Originally Posted by
Bergerie1
I emphasise again, the MCAS is not an anti-stall device. It neither detects the stall nor acts as any kind of stick pusher. It is there to maintain the correct longitudinal stability before the stall in order to meet the certification requirements.
FAA Part 25 regulations require that there be a minimum stick force per knot when speed is changed from the trim condition. The MCAS is a design solution (a software fix?) applied to the automatics to increase the required force, giving a degree of "artificial stability" by trimming the stabiliser nose down when hand flying. The paragraphs on longitudinal stability are 5.2.2.1.2, 7.2.1.1.4 and 7.2.2.2.3. See here:-
The relevant point in para 7.2.1.1.4 says (and I quote):- The average gradient of the stick force versus speed curves for each test configuration may not be less than 1 lb for each 6 knots for the appropriate speed ranges specified in § 25.175. Therefore, after each curve is drawn, draw a straight line from the intersection of the curve and the required maximum speed to the trim point. Then draw a straight line from the intersection of the curve and the required minimum speed to the trim point. The slope of these lines must be at least 1 lb for each 6 knots. The local slope of the curve must remain stable for this range.

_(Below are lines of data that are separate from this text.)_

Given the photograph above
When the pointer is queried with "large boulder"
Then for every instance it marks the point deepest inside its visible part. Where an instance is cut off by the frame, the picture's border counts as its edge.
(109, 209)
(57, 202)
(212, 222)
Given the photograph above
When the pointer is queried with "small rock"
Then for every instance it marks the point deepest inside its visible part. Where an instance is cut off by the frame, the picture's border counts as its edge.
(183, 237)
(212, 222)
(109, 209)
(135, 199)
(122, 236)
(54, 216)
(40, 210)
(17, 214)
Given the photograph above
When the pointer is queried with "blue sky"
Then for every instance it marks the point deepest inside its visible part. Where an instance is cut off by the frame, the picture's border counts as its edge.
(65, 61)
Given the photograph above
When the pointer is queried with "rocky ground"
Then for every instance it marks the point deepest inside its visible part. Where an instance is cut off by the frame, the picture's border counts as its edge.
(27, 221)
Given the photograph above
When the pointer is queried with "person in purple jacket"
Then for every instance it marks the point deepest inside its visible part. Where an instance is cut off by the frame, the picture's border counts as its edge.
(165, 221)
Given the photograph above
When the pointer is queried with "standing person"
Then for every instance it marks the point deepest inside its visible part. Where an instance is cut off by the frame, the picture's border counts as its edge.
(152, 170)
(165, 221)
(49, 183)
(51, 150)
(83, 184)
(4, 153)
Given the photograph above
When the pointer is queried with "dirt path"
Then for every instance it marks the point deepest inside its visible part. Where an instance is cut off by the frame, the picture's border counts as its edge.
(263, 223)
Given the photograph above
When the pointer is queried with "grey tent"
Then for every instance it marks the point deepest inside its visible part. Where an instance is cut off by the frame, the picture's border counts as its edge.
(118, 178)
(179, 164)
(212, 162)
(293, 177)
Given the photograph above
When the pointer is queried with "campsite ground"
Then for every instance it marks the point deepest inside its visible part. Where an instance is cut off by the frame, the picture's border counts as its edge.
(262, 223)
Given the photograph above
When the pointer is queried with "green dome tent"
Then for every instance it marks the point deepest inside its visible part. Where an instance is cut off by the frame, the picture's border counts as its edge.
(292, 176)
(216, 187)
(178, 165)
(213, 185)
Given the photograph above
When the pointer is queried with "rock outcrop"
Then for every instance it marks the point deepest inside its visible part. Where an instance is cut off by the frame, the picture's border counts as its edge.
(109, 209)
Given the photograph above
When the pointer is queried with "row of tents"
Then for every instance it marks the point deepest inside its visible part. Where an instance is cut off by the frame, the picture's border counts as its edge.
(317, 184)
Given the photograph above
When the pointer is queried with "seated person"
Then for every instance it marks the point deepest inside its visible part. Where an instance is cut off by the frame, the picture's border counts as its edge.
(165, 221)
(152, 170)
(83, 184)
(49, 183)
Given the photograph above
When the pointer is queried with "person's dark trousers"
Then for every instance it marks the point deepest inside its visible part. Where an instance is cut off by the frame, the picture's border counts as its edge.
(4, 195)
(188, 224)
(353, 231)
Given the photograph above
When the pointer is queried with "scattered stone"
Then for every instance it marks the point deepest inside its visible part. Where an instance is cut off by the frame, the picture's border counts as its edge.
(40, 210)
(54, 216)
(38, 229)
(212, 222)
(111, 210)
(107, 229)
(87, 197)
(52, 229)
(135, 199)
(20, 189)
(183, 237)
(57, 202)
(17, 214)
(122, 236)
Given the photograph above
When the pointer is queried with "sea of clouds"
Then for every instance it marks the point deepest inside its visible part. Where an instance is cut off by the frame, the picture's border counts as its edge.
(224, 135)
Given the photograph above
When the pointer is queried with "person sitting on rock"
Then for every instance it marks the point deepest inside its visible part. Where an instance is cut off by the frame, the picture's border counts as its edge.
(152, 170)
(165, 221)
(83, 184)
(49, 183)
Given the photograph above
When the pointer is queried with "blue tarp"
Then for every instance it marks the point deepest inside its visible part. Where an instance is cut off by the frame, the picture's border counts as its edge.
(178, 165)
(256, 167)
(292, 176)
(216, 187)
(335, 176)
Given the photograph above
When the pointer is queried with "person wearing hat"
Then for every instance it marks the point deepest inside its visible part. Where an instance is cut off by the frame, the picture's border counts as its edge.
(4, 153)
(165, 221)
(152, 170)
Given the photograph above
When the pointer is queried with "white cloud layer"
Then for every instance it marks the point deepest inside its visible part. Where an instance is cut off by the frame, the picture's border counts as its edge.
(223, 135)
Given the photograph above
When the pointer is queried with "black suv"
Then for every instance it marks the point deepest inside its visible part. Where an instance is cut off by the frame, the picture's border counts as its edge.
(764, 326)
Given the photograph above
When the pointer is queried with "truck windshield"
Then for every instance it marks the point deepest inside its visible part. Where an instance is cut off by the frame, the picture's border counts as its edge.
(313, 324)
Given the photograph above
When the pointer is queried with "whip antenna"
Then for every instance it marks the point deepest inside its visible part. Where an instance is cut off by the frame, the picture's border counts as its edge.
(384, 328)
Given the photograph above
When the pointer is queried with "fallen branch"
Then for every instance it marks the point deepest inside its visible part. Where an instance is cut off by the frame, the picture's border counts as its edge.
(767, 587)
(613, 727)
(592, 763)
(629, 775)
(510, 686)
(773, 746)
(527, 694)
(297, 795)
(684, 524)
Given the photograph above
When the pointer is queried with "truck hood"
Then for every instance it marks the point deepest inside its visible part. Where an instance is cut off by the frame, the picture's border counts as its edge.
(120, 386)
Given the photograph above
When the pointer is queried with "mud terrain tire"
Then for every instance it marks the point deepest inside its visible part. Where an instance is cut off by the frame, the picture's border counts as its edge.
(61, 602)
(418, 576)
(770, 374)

I would have to respectfully disagree that the MCAS is likely there to comply with FAA 25.175, along with the STS. Note the stick force requirement in that section is not at airspeed less than 1.3VSR. It seems more likely that is there to comply with 25.203 (stall characteristics), so the media is not too far off in calling it an "antistall system".
From what is currently out there (including the Leeham news article), the (-MCAS) MAX has objectionable handling characteristics near the stall. At high AoA the nacelles effectively extend the wing forward, moving the neutral point forward also and degrading the static margin and longitudinal stability. However the problem doesn't really fit neatly into the certification regulations, as although the simultaneous pitch up (made worse by likely high power/thrust line effects) is like what an unstable aircraft would do, it is in fact an uncommanded pitch up alongside a transition into a less longitudinally stable (possibly unstable) state. This is likely to result in a stall unless promptly attended to manually or automatically.
Section 25.203 Stall characteristics.
(a) It must be possible to produce and to correct roll and yaw by unreversed use of the aileron and rudder controls, up to the time the airplane is stalled. No abnormal nose-up pitching may occur. The longitudinal control force must be positive up to and throughout the stall. In addition, it must be possible to promptly prevent stalling and to recover from a stall by normal use of the controls.
The abnormal nose-pitch in the regulation is
during the stall, a possibility if the tail stalls before the wing (as can occur if COG is behind the neutral point). What the -MCAS MAX does is (likely) a bit different, it pitches up
before the stall, and it may (appropriately) pitch down when the stall occurs. It would be hard to argue that by this it is compliant though and no augmentation is necessary. However the degraded longitudinal stability after the uncommanded pitch up would likely also fail 25.203.
Although MCAS it is not an antistall system
per se, it effectively functions as one. It should be harder to achieve an intentional 1g stall in a MAX with MCAS operating than a NG.